Applied Improvisation is using concepts, methods and attitudes developed for stage actors in improvisational theatre. Because in improvisational theatre, people work together to create an innovative product which inspires them and others. The basis are principles which strengthen positive behaviours and overcome negative mental blocks, thereby contributing to the development of an “agile” mind set.
This is why Applied Improvisation trains spontaneity, creativity, care, empathy and inventiveness and moreover, enables trustful cooperation.
The means and methods of improvisational theatre thereby train exactly those behaviours which foster effective communication, collaboration, inspiration, the recognition and development of other peoples’ ideas and continuous learning.
Claudia Hoppe’s work both as a trainer and as a coach is based on these means and principles of improvisation. Personal development therefore plays a central part in Claudia’s workshops.
For me, the top three lessons to be learned from applied improvisation are:
The main idea and attitude both in improv theatre and applied improvisation is to accept anything (be it an offer, a fact – or even a colleague 😉 ) and to say “Yes”. This doesn’t at all mean accepting every order and direction unquestioned – but accepting the current circumstances as they are (and on a relationship level that means: accepting your colleague the way s/he is).
In a second step, something is added on top of the offer. This step prevents standstill and enables a sense of activity and self-efficiency. This is where it becomes creative! The “Yes, and…” allows us to focus on what lies ahead, instead of getting caught up in what is missing from the past.

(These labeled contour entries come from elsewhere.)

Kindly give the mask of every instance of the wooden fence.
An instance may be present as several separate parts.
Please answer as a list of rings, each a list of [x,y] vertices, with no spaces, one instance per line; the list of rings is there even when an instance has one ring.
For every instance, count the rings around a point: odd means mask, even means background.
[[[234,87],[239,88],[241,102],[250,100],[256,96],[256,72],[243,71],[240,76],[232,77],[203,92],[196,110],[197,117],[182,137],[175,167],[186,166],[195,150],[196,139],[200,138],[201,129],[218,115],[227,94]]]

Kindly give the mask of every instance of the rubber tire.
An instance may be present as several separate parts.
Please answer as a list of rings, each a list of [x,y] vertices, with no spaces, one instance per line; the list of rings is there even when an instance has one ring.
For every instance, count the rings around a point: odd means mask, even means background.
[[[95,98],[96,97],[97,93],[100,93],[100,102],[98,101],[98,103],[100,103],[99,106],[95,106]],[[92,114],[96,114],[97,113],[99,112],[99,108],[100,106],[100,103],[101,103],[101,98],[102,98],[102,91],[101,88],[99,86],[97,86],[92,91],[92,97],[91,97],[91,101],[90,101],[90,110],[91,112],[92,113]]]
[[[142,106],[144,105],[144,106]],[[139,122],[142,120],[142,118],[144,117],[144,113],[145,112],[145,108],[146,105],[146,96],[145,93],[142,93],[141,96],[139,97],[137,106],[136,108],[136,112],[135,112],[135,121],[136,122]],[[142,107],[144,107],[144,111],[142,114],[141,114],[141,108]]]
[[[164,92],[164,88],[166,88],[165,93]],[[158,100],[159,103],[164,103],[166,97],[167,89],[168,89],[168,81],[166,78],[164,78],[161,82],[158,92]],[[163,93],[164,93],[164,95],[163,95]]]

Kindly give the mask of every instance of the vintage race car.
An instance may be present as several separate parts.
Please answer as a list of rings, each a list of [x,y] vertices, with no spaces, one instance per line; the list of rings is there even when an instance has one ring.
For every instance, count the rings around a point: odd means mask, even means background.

Most people avoid mistakes like the plague. But mistakes can be gifts! Many of mankind’s best inventions have been made by “mistakes” and meanders (porcelain, Roquefort cheese, penicillin – to name just a few). In improv theatre, we use “mistakes” exactly like that: By incorporating them into our play. This removes dread of the mistakes, even more: They are integrated into the play in such a way that they no longer look like mistakes. It’s all a matter of perspective. In applied improv, we’re taking the perspective of actively using mistakes and laughing about them – because mistakes contain a huge potential for innovation!
Let your partner shine!
This is all about shifting your (mental) focus, i.e. your attention away from yourself (what do I look like? Did I do that correctly? What am I going to do next?) to your partner, i.e. the other person. This means you have to ask yourself: How is s/he doing right now? What could I do so that both of us can move on together? The assumption here is: My partner, colleague or any other person is just as interested in finding a good solution to the current situation as I am. So, why not work towards the common goal together, by accepting and respecting his or her ideas? It’s all about finding a solution together, instead of enforcing your own ideas at all costs. This attitude enables cooperation and corporate problem solving.